Старик опомнился. Перед ним стояла сама Балкша.
— Что высчитываешь? — повторила она.
— Сенцо, матушка Матрена Ивановна, — отвечала лиса самым добродушным тоном.
— Какое сенцо?
— Да вот мне из вотчины сенца привезли... Сено хорошее. А ты как-то плакалась, что у тебя сена нет. Так я тебе, матушка, десятка два возочков пришлю.
— Спасибо, спасибо, мой родной. Вот уж благодетель-то.
— А братец твой, Вилим Иваныч, здравствует?
— Что ему? Прыгает.
— То-то.

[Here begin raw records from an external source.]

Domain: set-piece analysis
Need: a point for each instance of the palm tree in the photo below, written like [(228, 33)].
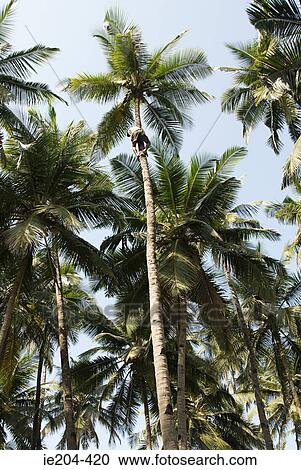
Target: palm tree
[(287, 212), (16, 404), (196, 218), (119, 369), (15, 69), (50, 191), (267, 86), (254, 372), (161, 84), (282, 19), (274, 313)]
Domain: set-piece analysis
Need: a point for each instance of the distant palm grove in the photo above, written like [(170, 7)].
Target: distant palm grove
[(202, 349)]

А то я заметил, — и старый хитрец понизил голос, — замечаю я, матушка, что наш-то римский князь, Данилыч, косится на вас с братом: царя, вот-на, от него заслоняете.
И, бросив этот камушек в Меншикова, старый интриган отретировался, говоря: «А сенца-то я тебе пришлю».
Поймав Шафирова, он и в него брызнул своей ядовитой слюнкой.
— За что это, батюшка Пётра Павлыч, осерчал на тебя наш светлейший, свете-то тихий наш? — спросил он, улыбаясь.